I would start by putting in place a teacher's pay schedule to incentivize people to become teachers and hopefully encourage former teachers to come back to the classroom. Teachers deserve to be paid for their experience and expertise, and I am not counting a one or two percent cost of living raise.
The idea has some merits when you consider Former Governor Mitch Daniels' statements about the Indiana "Brain Drain". Most people acknowledge that the brain drain has created a talent void in Indiana. We are one of the ten worst states in the county losing college graduates. The real key to Indiana's economic growth is to fill the talent void by retaining our college graduates and of course, producing more graduates. I would support free tuition for all community college programs along with interest free loans for higher education for all Hoosiers. However, just like a military ROTC scholarship, college graduates would incur a contractual obligation to live and work in Indiana for a specified amount of time. .

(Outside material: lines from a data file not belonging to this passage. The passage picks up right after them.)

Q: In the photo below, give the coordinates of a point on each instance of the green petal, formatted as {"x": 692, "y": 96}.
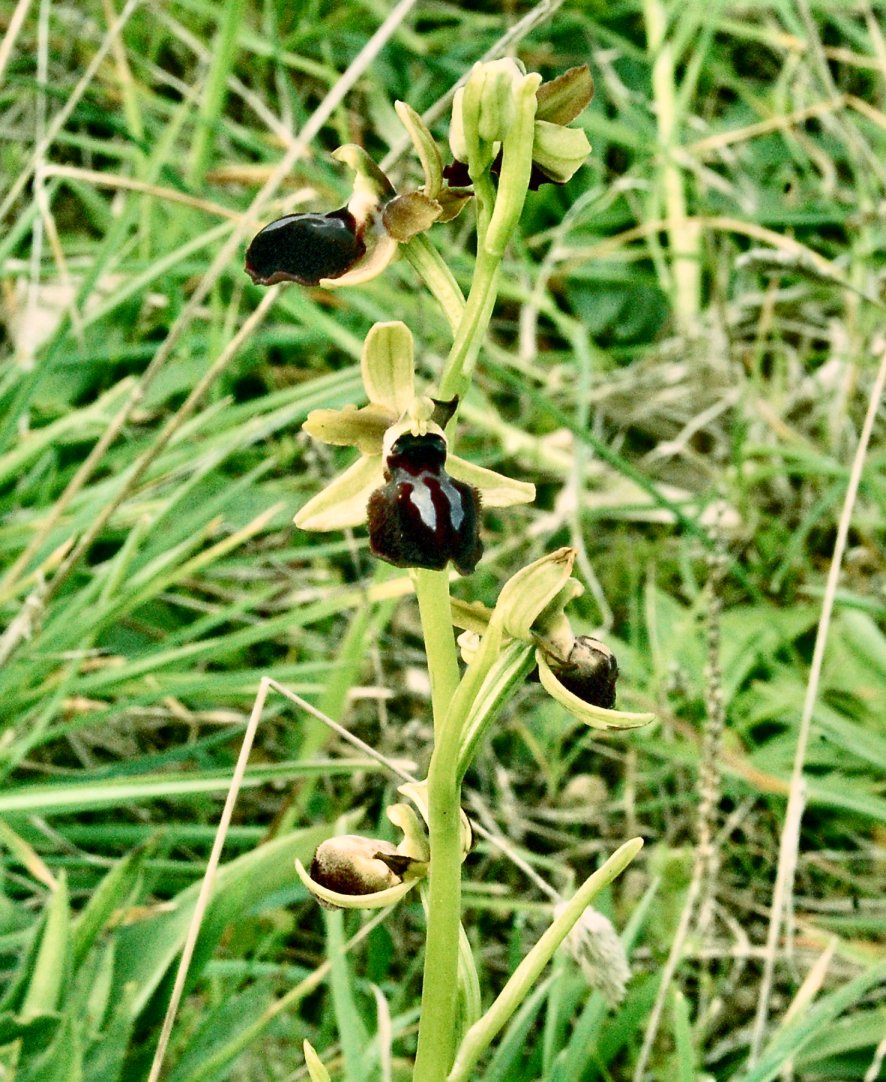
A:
{"x": 342, "y": 503}
{"x": 497, "y": 489}
{"x": 378, "y": 899}
{"x": 362, "y": 429}
{"x": 425, "y": 147}
{"x": 597, "y": 717}
{"x": 370, "y": 184}
{"x": 388, "y": 367}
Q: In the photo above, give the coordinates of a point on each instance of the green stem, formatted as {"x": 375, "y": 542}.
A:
{"x": 432, "y": 591}
{"x": 440, "y": 986}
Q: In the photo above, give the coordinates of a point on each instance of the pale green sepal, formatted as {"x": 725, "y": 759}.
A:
{"x": 364, "y": 427}
{"x": 480, "y": 152}
{"x": 559, "y": 152}
{"x": 387, "y": 366}
{"x": 530, "y": 591}
{"x": 597, "y": 717}
{"x": 563, "y": 99}
{"x": 516, "y": 167}
{"x": 425, "y": 147}
{"x": 377, "y": 899}
{"x": 342, "y": 502}
{"x": 380, "y": 252}
{"x": 496, "y": 489}
{"x": 315, "y": 1067}
{"x": 458, "y": 141}
{"x": 498, "y": 83}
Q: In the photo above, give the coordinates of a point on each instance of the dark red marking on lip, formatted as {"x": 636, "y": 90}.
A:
{"x": 305, "y": 248}
{"x": 422, "y": 517}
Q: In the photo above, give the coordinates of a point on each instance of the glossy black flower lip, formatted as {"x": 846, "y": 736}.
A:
{"x": 305, "y": 248}
{"x": 422, "y": 516}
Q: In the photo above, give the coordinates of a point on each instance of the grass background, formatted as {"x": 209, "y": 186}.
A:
{"x": 682, "y": 358}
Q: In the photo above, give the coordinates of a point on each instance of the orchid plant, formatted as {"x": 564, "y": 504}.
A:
{"x": 423, "y": 505}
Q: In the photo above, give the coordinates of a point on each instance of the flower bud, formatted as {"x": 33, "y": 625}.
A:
{"x": 354, "y": 866}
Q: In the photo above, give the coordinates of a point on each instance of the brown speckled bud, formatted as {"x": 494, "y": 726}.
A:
{"x": 354, "y": 865}
{"x": 590, "y": 671}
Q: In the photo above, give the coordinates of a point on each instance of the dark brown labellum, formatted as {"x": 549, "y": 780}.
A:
{"x": 590, "y": 672}
{"x": 422, "y": 517}
{"x": 304, "y": 248}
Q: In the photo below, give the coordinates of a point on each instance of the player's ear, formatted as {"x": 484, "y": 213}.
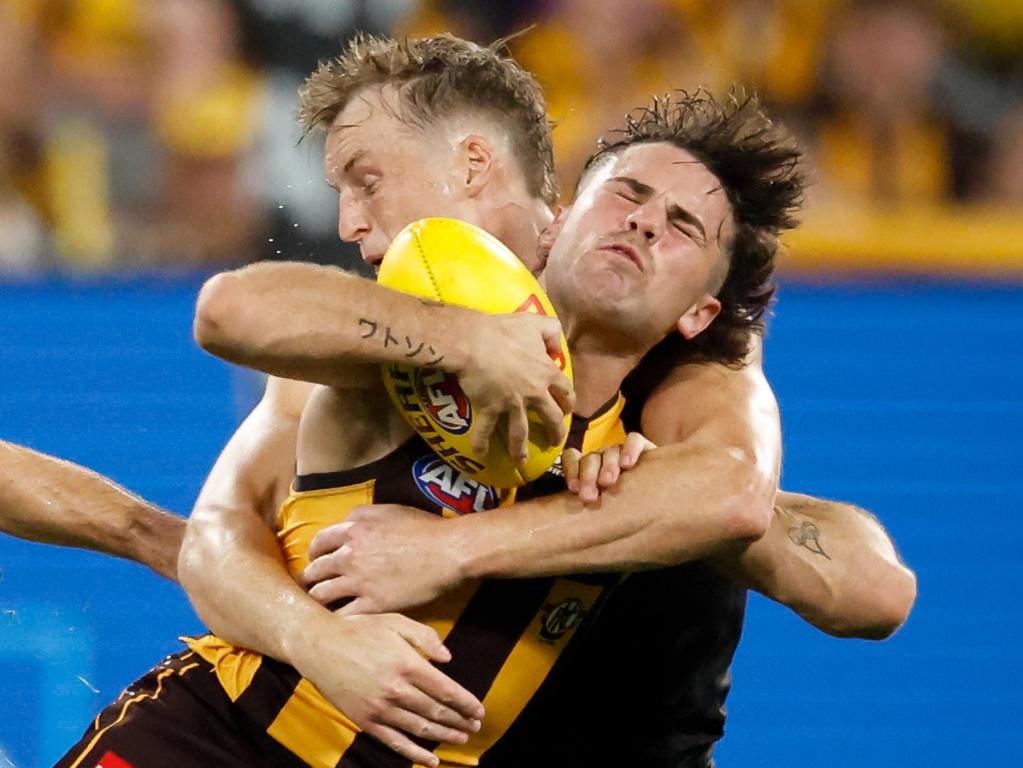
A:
{"x": 477, "y": 154}
{"x": 699, "y": 316}
{"x": 550, "y": 232}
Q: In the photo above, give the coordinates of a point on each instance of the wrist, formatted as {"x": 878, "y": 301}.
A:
{"x": 300, "y": 634}
{"x": 456, "y": 325}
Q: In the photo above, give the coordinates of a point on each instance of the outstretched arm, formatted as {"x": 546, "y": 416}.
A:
{"x": 833, "y": 563}
{"x": 49, "y": 500}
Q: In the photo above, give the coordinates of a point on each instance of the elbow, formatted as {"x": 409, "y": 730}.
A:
{"x": 895, "y": 602}
{"x": 195, "y": 566}
{"x": 890, "y": 598}
{"x": 218, "y": 310}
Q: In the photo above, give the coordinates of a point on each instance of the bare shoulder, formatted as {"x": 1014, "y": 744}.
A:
{"x": 285, "y": 398}
{"x": 345, "y": 428}
{"x": 711, "y": 398}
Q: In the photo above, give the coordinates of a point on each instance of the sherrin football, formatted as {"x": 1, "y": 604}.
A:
{"x": 456, "y": 263}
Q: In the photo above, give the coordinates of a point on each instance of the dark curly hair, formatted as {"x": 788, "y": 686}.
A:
{"x": 438, "y": 77}
{"x": 757, "y": 164}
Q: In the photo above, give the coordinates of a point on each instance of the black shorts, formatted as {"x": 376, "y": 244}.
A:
{"x": 175, "y": 716}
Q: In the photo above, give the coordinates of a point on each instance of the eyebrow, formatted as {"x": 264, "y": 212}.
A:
{"x": 354, "y": 159}
{"x": 675, "y": 212}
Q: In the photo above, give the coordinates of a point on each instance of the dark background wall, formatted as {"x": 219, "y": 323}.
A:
{"x": 903, "y": 397}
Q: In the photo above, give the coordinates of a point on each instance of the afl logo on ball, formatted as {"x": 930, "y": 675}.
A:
{"x": 453, "y": 490}
{"x": 443, "y": 400}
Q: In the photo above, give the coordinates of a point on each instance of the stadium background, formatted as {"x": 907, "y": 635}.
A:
{"x": 144, "y": 145}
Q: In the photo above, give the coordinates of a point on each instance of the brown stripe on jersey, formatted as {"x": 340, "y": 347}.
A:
{"x": 487, "y": 631}
{"x": 366, "y": 752}
{"x": 579, "y": 425}
{"x": 490, "y": 627}
{"x": 392, "y": 463}
{"x": 270, "y": 689}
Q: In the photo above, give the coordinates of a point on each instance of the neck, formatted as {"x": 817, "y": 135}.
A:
{"x": 518, "y": 223}
{"x": 597, "y": 376}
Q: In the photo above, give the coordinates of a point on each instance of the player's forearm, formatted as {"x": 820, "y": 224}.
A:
{"x": 52, "y": 501}
{"x": 679, "y": 503}
{"x": 236, "y": 580}
{"x": 833, "y": 563}
{"x": 317, "y": 323}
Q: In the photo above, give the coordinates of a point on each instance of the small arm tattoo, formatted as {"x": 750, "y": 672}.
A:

I have over 30 years active duty military service and two and a half years on the ground in Iraq. My wife and I both own guns. I also have a license to carry a handgun. So yes, I support the Second Amendment. That being said, I also support common sense gun reform. We need better supporting legislation to keep guns out of the hands of criminals. Most criminals get their guns from straw buyers which is already illegal. The problem is, without supporting legislation it is almost impossible to prove criminal intent. We need to close the loopholes for background checks and we need gun registration to stop straw buyers. These legislative actions are supported by the Second Amendment and would facilitate efforts to keep guns out of the hands of criminals.